Perry menambahkan bahwa seiring dengan terkendalinya inflasi, bank sentral akan terus mencermati ruang penurunan suku bunga BI rate lebih lanjut untuk mendorong pertumbuhan ekonomi.
Peran BI dalam Pembangunan Ekonomi
Meskipun tugas BI secara hukum terbatas pada kebijakan moneter, sistem pembayaran, dan pengawasan perbankan, ada harapan bahwa perannya bisa lebih luas dalam mendukung pembangunan ekonomi. Namun, hal ini harus dilakukan dengan tetap mematuhi aturan yang berlaku.
Beberapa ekonom seperti Hendri Saparini menilai bahwa kebijakan moneter selama ini belum efektif dalam mendorong pertumbuhan ekonomi. Oleh karena itu, diperlukan sinergi antara BI dan pemerintah dalam merancang kebijakan yang lebih progresif dan berorientasi pada pertumbuhan jangka panjang.

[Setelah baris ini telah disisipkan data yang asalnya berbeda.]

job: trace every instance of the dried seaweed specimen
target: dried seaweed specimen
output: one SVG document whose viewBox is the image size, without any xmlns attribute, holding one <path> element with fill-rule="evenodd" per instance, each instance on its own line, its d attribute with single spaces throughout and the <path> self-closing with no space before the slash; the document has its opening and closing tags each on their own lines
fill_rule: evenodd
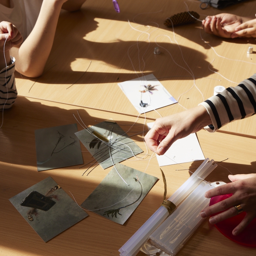
<svg viewBox="0 0 256 256">
<path fill-rule="evenodd" d="M 141 191 L 140 192 L 140 196 L 138 198 L 138 199 L 136 201 L 134 201 L 132 204 L 130 204 L 127 205 L 125 205 L 125 206 L 123 206 L 123 207 L 120 207 L 119 208 L 118 208 L 117 209 L 113 209 L 113 210 L 107 211 L 104 212 L 104 214 L 103 214 L 103 215 L 106 215 L 107 214 L 108 215 L 108 217 L 109 217 L 109 215 L 111 214 L 111 216 L 112 219 L 114 216 L 115 216 L 115 218 L 117 218 L 117 213 L 119 215 L 123 215 L 123 214 L 119 213 L 119 211 L 121 209 L 122 209 L 123 208 L 126 208 L 126 207 L 128 207 L 129 206 L 131 206 L 131 205 L 132 205 L 133 204 L 135 204 L 136 203 L 137 203 L 141 198 L 141 197 L 142 196 L 142 195 L 143 194 L 143 186 L 142 186 L 142 184 L 139 181 L 139 177 L 138 177 L 138 176 L 137 174 L 136 174 L 136 178 L 134 178 L 133 179 L 135 180 L 135 181 L 136 181 L 136 182 L 138 182 L 140 183 L 140 185 L 141 187 Z"/>
<path fill-rule="evenodd" d="M 147 85 L 143 85 L 143 90 L 142 91 L 139 91 L 140 92 L 148 92 L 151 94 L 153 94 L 152 91 L 158 91 L 157 88 L 155 88 L 156 86 L 158 86 L 159 84 L 156 85 L 151 85 L 151 84 L 148 84 Z"/>
</svg>

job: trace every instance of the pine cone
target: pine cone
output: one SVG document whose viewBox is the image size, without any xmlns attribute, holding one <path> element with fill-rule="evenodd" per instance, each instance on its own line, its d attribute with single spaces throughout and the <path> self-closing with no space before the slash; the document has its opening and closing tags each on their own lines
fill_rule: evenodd
<svg viewBox="0 0 256 256">
<path fill-rule="evenodd" d="M 189 12 L 191 15 L 193 15 L 195 18 L 198 19 L 200 15 L 195 12 L 191 11 Z M 185 24 L 189 24 L 193 23 L 196 21 L 195 19 L 193 18 L 188 12 L 180 12 L 180 13 L 175 14 L 167 18 L 165 21 L 164 24 L 168 27 L 171 27 L 172 22 L 170 19 L 172 20 L 174 26 L 179 25 L 184 25 Z"/>
</svg>

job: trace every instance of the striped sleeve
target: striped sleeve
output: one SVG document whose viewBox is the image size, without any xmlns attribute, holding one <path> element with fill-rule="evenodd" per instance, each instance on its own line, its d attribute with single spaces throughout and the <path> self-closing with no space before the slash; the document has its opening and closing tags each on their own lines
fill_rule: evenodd
<svg viewBox="0 0 256 256">
<path fill-rule="evenodd" d="M 14 103 L 17 93 L 15 84 L 15 59 L 11 57 L 12 63 L 0 71 L 0 110 L 9 108 Z"/>
<path fill-rule="evenodd" d="M 211 117 L 212 124 L 204 127 L 210 132 L 234 120 L 253 116 L 256 113 L 256 74 L 199 105 L 206 108 Z"/>
</svg>

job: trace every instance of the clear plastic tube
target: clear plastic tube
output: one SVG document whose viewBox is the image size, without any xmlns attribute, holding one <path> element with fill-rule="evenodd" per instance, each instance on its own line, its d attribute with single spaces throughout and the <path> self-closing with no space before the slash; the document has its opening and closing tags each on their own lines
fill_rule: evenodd
<svg viewBox="0 0 256 256">
<path fill-rule="evenodd" d="M 210 202 L 204 193 L 213 188 L 203 181 L 150 236 L 151 243 L 175 255 L 204 220 L 200 213 Z"/>
<path fill-rule="evenodd" d="M 198 186 L 207 175 L 217 166 L 212 165 L 214 162 L 206 158 L 188 180 L 175 192 L 168 200 L 177 206 Z M 207 174 L 207 175 L 206 175 Z M 198 178 L 200 177 L 201 179 Z M 148 240 L 150 235 L 169 215 L 165 207 L 159 209 L 143 224 L 133 235 L 119 249 L 121 256 L 136 255 L 142 245 Z"/>
</svg>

Dalam konteks ini, kebijakan moneter 2026 yang digagas oleh Perry Warjiyo menunjukkan komitmen BI untuk tetap menjaga stabilitas sambil mencari peluang untuk mendorong pertumbuhan. Hal ini menjadi penting mengingat kondisi ekonomi global yang masih penuh ketidakpastian.
Tantangan dan Peluang di Tahun 2026
Tahun 2026 akan menjadi tantangan bagi BI dalam menjalankan kebijakan moneter yang seimbang. Di satu sisi, stabilitas ekonomi harus dipertahankan, sementara di sisi lain, pertumbuhan ekonomi harus ditingkatkan.
Untuk mencapai keseimbangan ini, BI perlu terus berkoordinasi dengan pemerintah dan lembaga lainnya. Selain itu, penurunan suku bunga BI rate yang mungkin dilakukan juga akan menjadi faktor penting dalam mendorong investasi dan konsumsi.
Dengan situasi global yang masih fluktuatif, BI harus siap menghadapi berbagai risiko dan memastikan bahwa kebijakan moneter tetap responsif terhadap perubahan ekonomi. Ini akan menjadi ujian bagi kapasitas dan fleksibilitas BI dalam menghadapi dinamika ekonomi yang semakin kompleks.